Chronic lymphocytic leukaemia (CLL) is one of the most common types of leukaemia in adults, with an estimated 105,000 new cases globally in 2016 and 20,720 new cases in the US in 2019, and the number of people living with CLL is expected to grow with improved treatment as patients live longer with the disease.7,8,9,10 In CLL, too many blood stem cells in the bone marrow become abnormal lymphocytes and these abnormal cells have difficulty fighting infections.7 As the number of abnormal cells grows there is less room for healthy white blood cells, red blood cells and platelets.7 This could result in anaemia, infection and bleeding.7 B-cell receptor signalling through BTK is one of the essential growth pathways for CLL.

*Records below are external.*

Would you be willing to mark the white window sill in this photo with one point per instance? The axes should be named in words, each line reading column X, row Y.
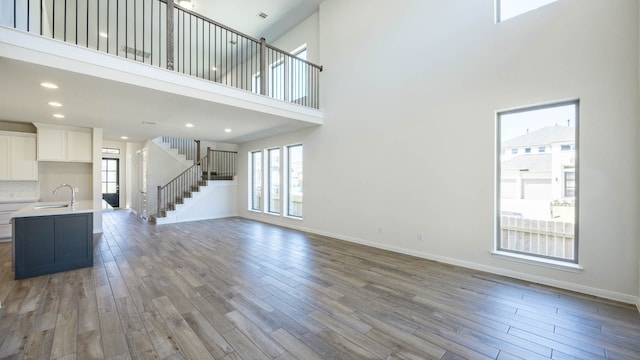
column 538, row 261
column 293, row 217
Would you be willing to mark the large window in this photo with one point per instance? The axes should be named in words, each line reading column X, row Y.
column 294, row 180
column 538, row 192
column 506, row 9
column 273, row 157
column 256, row 180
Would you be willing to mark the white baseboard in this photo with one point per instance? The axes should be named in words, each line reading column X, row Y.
column 606, row 294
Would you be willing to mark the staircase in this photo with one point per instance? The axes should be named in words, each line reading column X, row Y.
column 205, row 190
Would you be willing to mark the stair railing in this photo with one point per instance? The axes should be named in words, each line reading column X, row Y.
column 188, row 147
column 157, row 33
column 216, row 165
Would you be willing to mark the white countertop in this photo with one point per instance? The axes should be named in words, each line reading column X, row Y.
column 83, row 206
column 16, row 201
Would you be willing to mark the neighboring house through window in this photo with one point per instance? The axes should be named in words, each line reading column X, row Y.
column 256, row 180
column 537, row 192
column 294, row 180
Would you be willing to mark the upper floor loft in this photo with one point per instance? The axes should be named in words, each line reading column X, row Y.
column 145, row 68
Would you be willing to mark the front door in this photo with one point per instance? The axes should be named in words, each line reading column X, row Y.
column 111, row 181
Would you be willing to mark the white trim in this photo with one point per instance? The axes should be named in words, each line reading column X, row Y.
column 538, row 261
column 32, row 48
column 612, row 295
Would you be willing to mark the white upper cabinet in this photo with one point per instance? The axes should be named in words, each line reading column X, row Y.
column 18, row 156
column 64, row 144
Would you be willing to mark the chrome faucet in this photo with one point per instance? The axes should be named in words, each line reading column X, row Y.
column 73, row 192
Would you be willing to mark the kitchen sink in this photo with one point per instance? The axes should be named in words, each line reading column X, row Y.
column 51, row 206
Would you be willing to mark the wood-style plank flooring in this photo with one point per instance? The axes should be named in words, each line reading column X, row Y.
column 238, row 289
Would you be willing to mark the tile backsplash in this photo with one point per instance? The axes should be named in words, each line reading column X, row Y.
column 19, row 190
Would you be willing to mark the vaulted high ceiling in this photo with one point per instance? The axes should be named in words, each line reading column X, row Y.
column 119, row 105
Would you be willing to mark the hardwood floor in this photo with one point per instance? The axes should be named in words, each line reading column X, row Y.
column 237, row 289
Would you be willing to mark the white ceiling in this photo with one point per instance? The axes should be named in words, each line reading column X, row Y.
column 120, row 108
column 242, row 15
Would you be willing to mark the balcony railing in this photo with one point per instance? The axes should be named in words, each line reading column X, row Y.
column 157, row 33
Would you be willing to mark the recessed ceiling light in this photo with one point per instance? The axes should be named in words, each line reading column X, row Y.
column 49, row 85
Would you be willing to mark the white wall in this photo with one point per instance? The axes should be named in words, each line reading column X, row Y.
column 410, row 94
column 306, row 33
column 52, row 174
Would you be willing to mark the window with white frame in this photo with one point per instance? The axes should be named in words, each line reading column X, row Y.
column 506, row 9
column 288, row 77
column 256, row 180
column 299, row 77
column 273, row 176
column 537, row 193
column 294, row 180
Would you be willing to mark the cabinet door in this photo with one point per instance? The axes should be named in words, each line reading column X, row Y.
column 79, row 146
column 52, row 144
column 74, row 241
column 34, row 246
column 23, row 158
column 4, row 157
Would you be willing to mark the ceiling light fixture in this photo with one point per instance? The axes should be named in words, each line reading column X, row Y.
column 49, row 85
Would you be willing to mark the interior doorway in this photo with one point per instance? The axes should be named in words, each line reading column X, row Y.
column 111, row 181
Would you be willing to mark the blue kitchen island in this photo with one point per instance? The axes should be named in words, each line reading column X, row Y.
column 52, row 237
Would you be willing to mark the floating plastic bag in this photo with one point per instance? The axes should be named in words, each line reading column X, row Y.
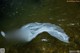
column 31, row 30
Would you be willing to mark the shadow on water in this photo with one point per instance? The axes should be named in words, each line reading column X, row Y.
column 16, row 13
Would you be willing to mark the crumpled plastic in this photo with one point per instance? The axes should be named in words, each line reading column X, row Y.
column 30, row 31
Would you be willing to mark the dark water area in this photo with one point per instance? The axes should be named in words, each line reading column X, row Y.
column 16, row 13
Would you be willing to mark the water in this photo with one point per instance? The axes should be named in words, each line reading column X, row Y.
column 16, row 13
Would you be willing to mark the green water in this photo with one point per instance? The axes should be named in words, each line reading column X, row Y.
column 20, row 12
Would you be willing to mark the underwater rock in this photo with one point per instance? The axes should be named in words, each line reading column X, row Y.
column 31, row 30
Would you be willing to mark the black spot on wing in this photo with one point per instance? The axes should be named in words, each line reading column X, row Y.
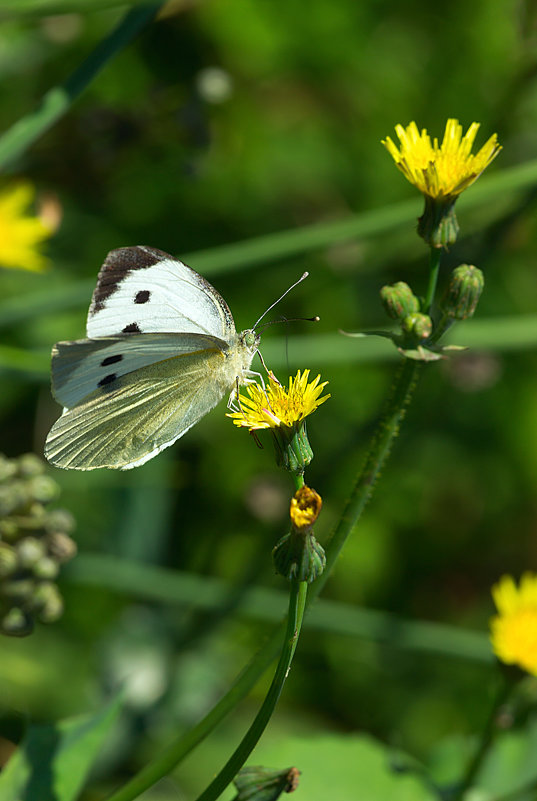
column 117, row 265
column 142, row 296
column 107, row 380
column 111, row 360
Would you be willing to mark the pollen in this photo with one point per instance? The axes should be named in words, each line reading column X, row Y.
column 274, row 406
column 441, row 170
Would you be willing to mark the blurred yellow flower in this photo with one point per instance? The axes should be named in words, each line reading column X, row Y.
column 275, row 406
column 441, row 171
column 21, row 233
column 514, row 629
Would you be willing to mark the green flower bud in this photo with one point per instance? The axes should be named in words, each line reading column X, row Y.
column 47, row 602
column 398, row 300
column 418, row 325
column 16, row 623
column 30, row 550
column 59, row 520
column 13, row 497
column 292, row 447
column 60, row 546
column 256, row 783
column 46, row 568
column 9, row 530
column 17, row 589
column 464, row 291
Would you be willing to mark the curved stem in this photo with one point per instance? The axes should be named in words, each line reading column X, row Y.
column 379, row 449
column 487, row 738
column 434, row 268
column 381, row 442
column 297, row 601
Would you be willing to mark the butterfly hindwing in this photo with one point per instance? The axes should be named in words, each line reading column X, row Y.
column 80, row 368
column 146, row 411
column 143, row 290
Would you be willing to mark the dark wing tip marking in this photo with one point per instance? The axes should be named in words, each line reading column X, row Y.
column 118, row 264
column 111, row 360
column 107, row 380
column 142, row 296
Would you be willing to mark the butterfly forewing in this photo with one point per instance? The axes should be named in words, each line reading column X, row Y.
column 144, row 290
column 80, row 368
column 147, row 411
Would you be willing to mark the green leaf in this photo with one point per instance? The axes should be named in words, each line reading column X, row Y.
column 53, row 760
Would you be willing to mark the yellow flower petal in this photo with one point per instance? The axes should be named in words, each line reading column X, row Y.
column 445, row 170
column 514, row 629
column 21, row 234
column 273, row 405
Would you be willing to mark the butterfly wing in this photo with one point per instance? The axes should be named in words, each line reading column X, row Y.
column 79, row 368
column 144, row 290
column 127, row 421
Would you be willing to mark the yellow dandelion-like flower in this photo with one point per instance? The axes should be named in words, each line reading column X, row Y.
column 441, row 171
column 21, row 233
column 514, row 629
column 274, row 406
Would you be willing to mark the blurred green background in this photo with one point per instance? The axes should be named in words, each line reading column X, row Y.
column 229, row 121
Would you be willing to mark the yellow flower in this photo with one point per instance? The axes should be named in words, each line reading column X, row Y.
column 441, row 171
column 274, row 406
column 21, row 234
column 514, row 629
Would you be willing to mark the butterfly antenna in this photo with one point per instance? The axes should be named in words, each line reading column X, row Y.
column 280, row 298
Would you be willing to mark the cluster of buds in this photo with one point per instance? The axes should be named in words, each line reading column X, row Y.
column 34, row 542
column 418, row 335
column 298, row 555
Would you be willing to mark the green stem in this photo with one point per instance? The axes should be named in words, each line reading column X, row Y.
column 487, row 738
column 297, row 601
column 434, row 268
column 381, row 443
column 170, row 757
column 58, row 100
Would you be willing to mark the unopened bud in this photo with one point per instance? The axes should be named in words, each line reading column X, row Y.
column 16, row 623
column 257, row 783
column 47, row 602
column 30, row 550
column 398, row 300
column 46, row 568
column 60, row 546
column 418, row 325
column 464, row 291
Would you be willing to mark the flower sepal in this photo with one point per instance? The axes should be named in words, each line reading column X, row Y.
column 438, row 225
column 298, row 555
column 292, row 448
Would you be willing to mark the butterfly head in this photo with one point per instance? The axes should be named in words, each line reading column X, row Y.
column 250, row 339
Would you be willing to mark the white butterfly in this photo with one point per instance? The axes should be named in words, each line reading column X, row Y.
column 162, row 350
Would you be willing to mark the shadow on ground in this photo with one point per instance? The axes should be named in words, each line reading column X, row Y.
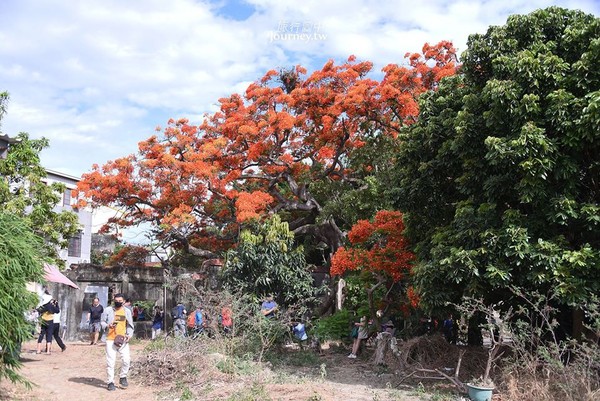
column 90, row 381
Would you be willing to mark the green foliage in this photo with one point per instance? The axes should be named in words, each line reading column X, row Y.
column 128, row 255
column 334, row 327
column 23, row 192
column 20, row 263
column 361, row 197
column 499, row 177
column 266, row 261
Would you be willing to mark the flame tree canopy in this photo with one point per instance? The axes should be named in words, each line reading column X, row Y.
column 262, row 151
column 500, row 177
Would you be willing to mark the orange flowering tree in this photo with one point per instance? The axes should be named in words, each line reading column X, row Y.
column 380, row 249
column 262, row 151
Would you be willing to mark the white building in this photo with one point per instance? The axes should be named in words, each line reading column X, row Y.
column 80, row 245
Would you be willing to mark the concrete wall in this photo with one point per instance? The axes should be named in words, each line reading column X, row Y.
column 137, row 283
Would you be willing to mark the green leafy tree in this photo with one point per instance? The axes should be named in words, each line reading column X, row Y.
column 500, row 177
column 266, row 261
column 20, row 263
column 24, row 193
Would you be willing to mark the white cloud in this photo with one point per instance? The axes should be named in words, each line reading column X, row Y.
column 97, row 77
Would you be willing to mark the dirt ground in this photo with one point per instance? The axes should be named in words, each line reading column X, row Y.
column 79, row 373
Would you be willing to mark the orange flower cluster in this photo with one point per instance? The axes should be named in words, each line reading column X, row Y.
column 251, row 205
column 376, row 246
column 260, row 148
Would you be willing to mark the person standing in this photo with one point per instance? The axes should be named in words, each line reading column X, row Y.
column 119, row 322
column 56, row 331
column 363, row 334
column 157, row 322
column 226, row 319
column 47, row 309
column 179, row 313
column 94, row 317
column 199, row 320
column 268, row 307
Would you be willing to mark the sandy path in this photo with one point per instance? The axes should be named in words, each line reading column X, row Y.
column 79, row 373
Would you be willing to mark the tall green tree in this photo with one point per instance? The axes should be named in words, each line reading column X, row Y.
column 500, row 177
column 20, row 262
column 267, row 261
column 24, row 193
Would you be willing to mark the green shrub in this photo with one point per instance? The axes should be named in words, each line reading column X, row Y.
column 334, row 327
column 20, row 263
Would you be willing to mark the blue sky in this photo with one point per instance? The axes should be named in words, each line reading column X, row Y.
column 97, row 77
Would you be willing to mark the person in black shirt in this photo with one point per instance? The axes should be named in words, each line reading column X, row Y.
column 94, row 317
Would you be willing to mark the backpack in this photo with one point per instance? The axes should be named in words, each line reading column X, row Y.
column 191, row 320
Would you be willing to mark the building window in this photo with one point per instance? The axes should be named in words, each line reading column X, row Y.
column 67, row 197
column 75, row 246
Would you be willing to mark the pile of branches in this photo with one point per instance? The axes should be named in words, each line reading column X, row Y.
column 173, row 361
column 431, row 357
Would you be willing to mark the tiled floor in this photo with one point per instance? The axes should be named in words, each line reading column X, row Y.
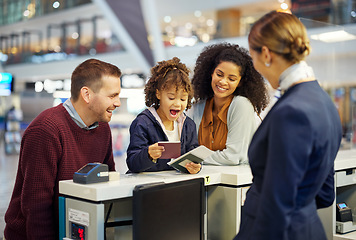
column 8, row 170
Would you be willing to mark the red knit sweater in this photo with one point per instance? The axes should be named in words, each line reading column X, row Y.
column 53, row 148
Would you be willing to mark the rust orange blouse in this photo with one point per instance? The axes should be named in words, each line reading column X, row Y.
column 213, row 134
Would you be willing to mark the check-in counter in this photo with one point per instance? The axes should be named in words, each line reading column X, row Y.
column 225, row 190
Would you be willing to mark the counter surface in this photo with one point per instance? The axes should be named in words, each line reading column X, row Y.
column 229, row 175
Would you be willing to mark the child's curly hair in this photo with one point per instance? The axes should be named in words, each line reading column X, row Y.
column 165, row 75
column 251, row 86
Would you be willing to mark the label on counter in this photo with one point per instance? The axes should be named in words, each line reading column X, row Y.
column 79, row 217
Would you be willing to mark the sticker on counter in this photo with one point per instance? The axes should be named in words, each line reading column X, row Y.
column 79, row 217
column 207, row 180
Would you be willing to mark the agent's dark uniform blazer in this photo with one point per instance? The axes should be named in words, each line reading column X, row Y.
column 292, row 160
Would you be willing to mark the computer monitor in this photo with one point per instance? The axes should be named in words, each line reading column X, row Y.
column 172, row 211
column 6, row 84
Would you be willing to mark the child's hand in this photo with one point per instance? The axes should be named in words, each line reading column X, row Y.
column 155, row 151
column 193, row 168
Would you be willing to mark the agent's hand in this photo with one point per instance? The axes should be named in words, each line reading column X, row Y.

About AstraZeneca in haematology

Leveraging its strength in oncology, AstraZeneca has established haematology as one of four key oncology disease areas of focus. The Company’s haematology franchise includes two US FDA-approved medicines and a robust global development programme for a broad portfolio of potential blood cancer treatments. Acerta Pharma serves as AstraZeneca’s haematology research and development arm. AstraZeneca partners with like-minded science-led companies to advance the discovery and development of therapies to address unmet need.

About AstraZeneca in oncology

AstraZeneca has a deep-rooted heritage in oncology and offers a quickly growing portfolio of new medicines that has the potential to transform patients’ lives and the Company’s future. With at least six new medicines to be launched between 2014 and 2020, and a broad pipeline of small molecules and biologics in development, the Company is committed to advance oncology as a key growth driver for AstraZeneca focused on lung, ovarian, breast and blood cancers. In addition to AstraZeneca’s main capabilities, the Company is actively pursuing innovative partnerships and investments that accelerate the delivery of our strategy, as illustrated by the investment in Acerta Pharma in haematology.

By harnessing the power of four scientific platforms – Immuno-Oncology, Tumour Drivers and Resistance, DNA Damage Response and Antibody Drug Conjugates – and by championing the development of personalised combinations, AstraZeneca has the vision to redefine cancer treatment and, one day, eliminate cancer as a cause of death.